Katrina e William obedecem e entram no carro. Não muito depois outro sai do bar e chama a atenção do agente que fingia se lamuriar na sarjeta por falta de dinheiro e amor na vida. E entregou ao agente um papel. 001 agradeceu e abraçou o homem e foi para o carro.

- O que foi aquilo? – William perguntou.

- Mentiras. – O agente respondeu. – Um pouco de teatro. Ele me disse que se nós precisássemos de dinheiro que fossemos neste endereço hoje. Lá tem a solução para os nossos problemas. – 001 olhou o endereço.

- Que sujo. – Katrina comentou. – Mas o que acontece se nesse endereço for um local religioso? –

- Eu volto e mato aquele cara. – 001 respondeu.

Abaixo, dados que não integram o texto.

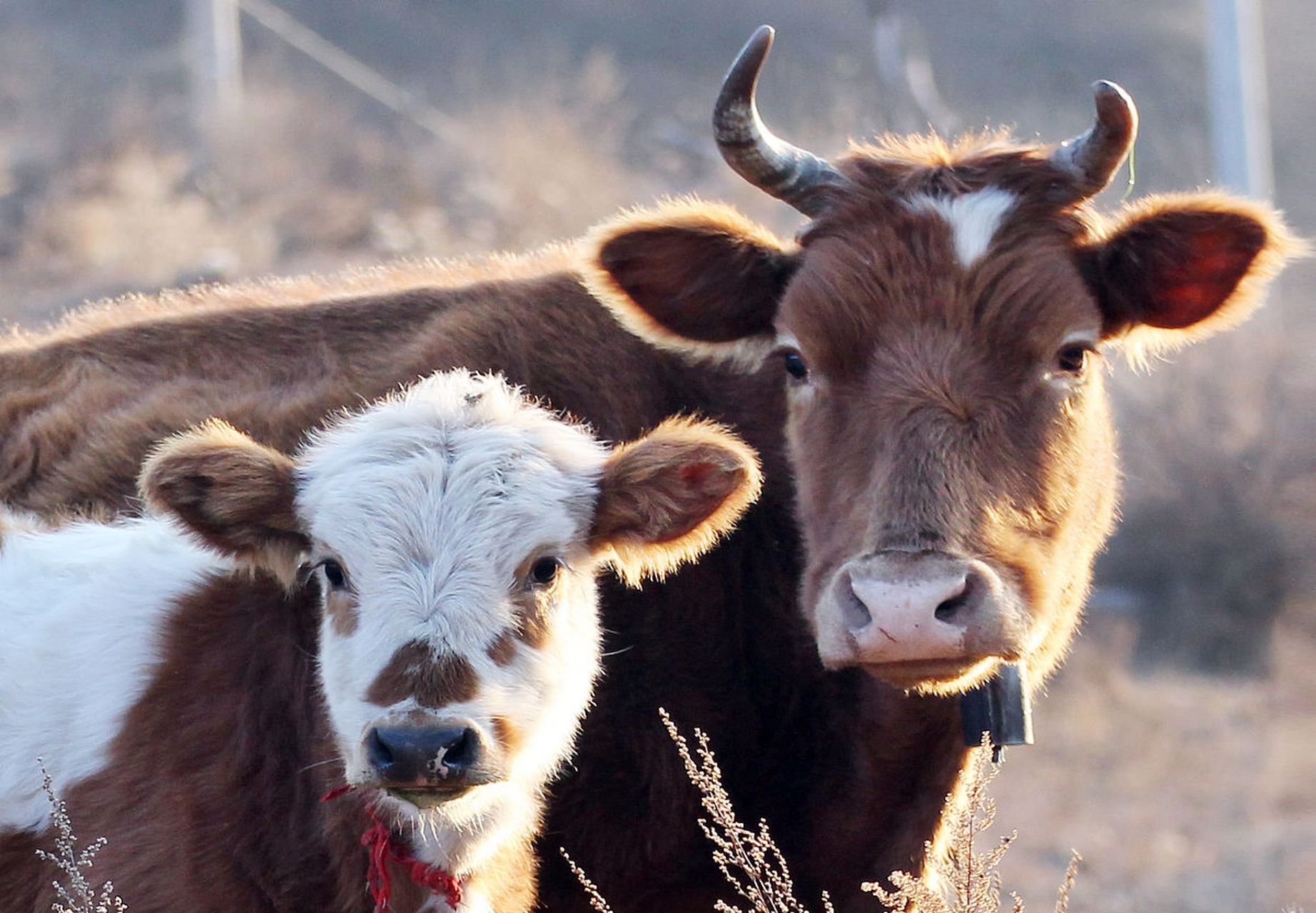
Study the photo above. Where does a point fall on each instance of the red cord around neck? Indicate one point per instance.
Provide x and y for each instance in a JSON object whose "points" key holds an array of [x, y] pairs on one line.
{"points": [[382, 846]]}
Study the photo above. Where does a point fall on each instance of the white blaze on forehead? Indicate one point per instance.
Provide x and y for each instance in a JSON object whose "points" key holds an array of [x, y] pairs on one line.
{"points": [[974, 219]]}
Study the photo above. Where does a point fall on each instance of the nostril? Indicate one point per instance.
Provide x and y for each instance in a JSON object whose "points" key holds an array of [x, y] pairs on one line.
{"points": [[853, 609], [951, 608], [462, 752], [377, 752], [957, 604]]}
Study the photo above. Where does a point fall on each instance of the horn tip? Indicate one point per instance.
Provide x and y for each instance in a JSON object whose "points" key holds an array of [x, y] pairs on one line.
{"points": [[1113, 101], [759, 44]]}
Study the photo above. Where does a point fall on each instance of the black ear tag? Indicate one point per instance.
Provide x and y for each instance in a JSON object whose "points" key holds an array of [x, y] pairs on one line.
{"points": [[1002, 708]]}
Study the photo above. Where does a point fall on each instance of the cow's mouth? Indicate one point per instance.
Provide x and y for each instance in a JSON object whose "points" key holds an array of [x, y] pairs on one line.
{"points": [[425, 797], [935, 676]]}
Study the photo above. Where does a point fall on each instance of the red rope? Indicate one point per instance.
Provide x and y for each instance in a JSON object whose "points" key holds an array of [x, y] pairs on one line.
{"points": [[382, 846]]}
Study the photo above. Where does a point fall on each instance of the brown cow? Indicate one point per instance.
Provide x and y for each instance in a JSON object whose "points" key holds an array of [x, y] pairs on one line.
{"points": [[921, 372], [435, 658]]}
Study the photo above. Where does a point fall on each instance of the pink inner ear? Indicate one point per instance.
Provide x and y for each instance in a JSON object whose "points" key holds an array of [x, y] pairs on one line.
{"points": [[1205, 278], [694, 474]]}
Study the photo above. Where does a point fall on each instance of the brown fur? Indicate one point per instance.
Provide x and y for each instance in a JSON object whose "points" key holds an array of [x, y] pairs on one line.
{"points": [[665, 499], [341, 609], [435, 682], [232, 492], [849, 771], [193, 782]]}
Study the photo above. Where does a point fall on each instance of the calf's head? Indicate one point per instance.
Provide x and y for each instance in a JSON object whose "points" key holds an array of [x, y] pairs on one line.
{"points": [[455, 531], [940, 328]]}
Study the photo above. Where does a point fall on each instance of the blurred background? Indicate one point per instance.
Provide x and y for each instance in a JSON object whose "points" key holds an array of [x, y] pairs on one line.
{"points": [[146, 145]]}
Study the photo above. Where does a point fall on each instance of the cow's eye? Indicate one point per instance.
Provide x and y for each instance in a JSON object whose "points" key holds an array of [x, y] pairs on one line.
{"points": [[335, 575], [545, 571], [1074, 357], [795, 366]]}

William retornou para sua motocicleta e com isso partiram para o endereço marcado. Depois de trinta minutos os três chegaram a um porto com containers por todas as partes, mas seguiram caminho até dezenas de carros (alguns de luxo) estarem estacionados próximos a um navio cargueiro com pessoas entrando e saindo e um segurança. Dava para ouvir uma comoção de dentro do cargueiro. Os três subiram e foram inspecionados pelo segurança que provavelmente procurava por câmeras e quando não encontrou nada além dos celulares permitiu a passagem deles. O cargueiro não estava abastecido com container, ou seja, não viajaria. O trio continuou entrando no navio e ouvindo a comoção se intensificando. E por fim depois de minutos chegaram à origem da gritaria; um ringue clandestino. Os únicos containers eram quatro e serviam como um ringue para dois lutadores que usavam apenas suas roupas, com seus rostos cheios de hematomas e sangue. Tinha uma arquibancada, mas o material usado em sua construção era do mesmo material que do navio. E dezenas de pessoas gritavam animadas por cada soco, chute, cotovelada e cabeçada que um lutador dava no outro. E gritavam mais animadas ainda quando um deles perdia um dente ou sangue. E era bem evidente que individualidades eram liberadas já que um dos sujeitos eletrocutou o outro.


Notas Finais


Sim. Um capítulo por dia seguido, mas acabou OFICIALMENTE essa brincadeira.